KINDS OF INFLATION AND ITS EFFECTS

Inflation is a very important concept in the world of finance. In this article we’re going to talk about the kinds of inflation and its effects.

Defining Inflation

Inflation is the quantitative measure of rate at which the average price level  of a basket of selected goods and services in an economy increases over a period of time.

Inflation is often expressed as a percentage, and it dictates the decrease in the purchasing power of a nation’s currency. As prices increase, they start to affect the general cost of living for the common public and the appropriate monetary authority of the country, like its central bank, then takes the necessary move within reasonable limits and keeps the economy running smoothly.

Causes of Inflation

Price increase is the root of inflation, although it can be attributed to different factors. In terms of the causes inflation is classified into three kinds: demand-pull inflation, cost-push inflation, and built-in inflation.

Demand-Pull Inflation

Demand-pull inflation happens when the overall demand for goods and services in an economy increases more quickly than the economy’s production capacity. It creates a demand-supply gap with higher demand and lower supply, which leads in higher prices.

In addition, increases in the money supply in an industry also lead to inflation. With more money available to the individuals, the positive consumer sentiment leads to higher spending. This increases the demand and leads to an increase in price.

Cost-Push Inflation

Cost-push inflation is the result of the increase in the prices of production process inputs. Examples of this include the increase in labor costs to manufacture a good or offer a service, or increase in the cost of raw material. These developments lead to higher cost for the finished product or service, and contribute to inflation.

Built-In Inflation

Built-in inflation is the third cause that has something to do with adaptive expectations. As the price of goods and services rises, labor expects and demands more costs/wages to maintain their cost of living. Their increased wages lead to higher costs of goods and services, and the spiral continues as one factor triggers the other and vice versa.

Effects of Inflation

Inflation is both good and bad and it really depends on which side you are.
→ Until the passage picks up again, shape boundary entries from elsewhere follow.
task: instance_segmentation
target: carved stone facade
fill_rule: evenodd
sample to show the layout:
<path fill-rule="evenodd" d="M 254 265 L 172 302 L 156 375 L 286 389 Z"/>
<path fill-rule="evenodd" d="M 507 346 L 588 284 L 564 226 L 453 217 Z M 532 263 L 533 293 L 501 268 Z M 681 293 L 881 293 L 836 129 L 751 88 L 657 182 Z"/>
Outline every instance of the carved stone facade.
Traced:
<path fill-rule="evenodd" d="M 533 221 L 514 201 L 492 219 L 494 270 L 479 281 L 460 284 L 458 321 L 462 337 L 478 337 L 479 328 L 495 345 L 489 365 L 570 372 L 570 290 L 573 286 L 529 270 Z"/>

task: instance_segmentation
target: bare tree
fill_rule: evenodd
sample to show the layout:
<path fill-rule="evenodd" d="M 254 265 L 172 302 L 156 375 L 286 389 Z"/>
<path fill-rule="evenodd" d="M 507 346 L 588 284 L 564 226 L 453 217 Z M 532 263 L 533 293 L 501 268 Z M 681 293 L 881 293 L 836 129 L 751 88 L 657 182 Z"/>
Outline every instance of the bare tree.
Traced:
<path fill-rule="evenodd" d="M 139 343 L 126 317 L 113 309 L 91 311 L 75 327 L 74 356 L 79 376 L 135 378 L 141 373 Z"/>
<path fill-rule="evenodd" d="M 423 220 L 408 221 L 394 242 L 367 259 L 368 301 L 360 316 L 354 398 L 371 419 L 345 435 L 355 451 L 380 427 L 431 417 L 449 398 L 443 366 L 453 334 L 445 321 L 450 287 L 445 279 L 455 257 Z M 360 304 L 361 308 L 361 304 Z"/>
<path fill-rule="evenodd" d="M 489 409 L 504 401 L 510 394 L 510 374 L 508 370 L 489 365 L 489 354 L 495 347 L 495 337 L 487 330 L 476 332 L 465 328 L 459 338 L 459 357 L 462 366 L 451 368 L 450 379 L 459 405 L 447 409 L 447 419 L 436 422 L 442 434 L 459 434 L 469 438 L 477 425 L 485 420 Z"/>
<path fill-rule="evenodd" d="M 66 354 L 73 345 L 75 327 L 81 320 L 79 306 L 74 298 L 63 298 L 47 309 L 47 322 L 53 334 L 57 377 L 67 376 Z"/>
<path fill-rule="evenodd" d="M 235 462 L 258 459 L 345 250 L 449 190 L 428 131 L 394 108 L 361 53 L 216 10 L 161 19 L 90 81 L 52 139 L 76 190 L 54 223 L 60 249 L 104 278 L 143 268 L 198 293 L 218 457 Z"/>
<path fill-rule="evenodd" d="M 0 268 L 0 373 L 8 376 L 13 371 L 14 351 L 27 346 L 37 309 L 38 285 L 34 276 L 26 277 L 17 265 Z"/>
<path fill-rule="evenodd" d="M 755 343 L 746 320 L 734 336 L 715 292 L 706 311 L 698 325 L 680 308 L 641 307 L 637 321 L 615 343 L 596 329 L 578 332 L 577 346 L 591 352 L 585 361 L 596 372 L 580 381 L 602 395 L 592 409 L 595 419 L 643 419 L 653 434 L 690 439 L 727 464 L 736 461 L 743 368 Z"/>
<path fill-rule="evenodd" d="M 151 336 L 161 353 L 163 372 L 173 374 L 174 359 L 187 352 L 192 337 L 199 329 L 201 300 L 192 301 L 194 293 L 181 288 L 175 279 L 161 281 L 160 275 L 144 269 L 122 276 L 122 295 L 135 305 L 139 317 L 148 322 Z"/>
For instance, individuals with tangible assets such as property or stocked commodities may like to see some inflation as it raises the value of their assets which they can sell at a higher rate. On the other hand, the buyers of such assets may not be happy with inflation since they will be required to whip out more money.

People who are holding cold cash may not also like inflation, since it erodes the value of their cash holdings. Inflation promotes investments, both by businesses in projects and by individuals in stocks of companies, as they expect better returns than inflation.

On the other hand, an optimum level of inflation is required to promoted spending to a certain extent rather than saving. If the purchasing power of the money stays the same over the years, there may be no difference in saving or spending it.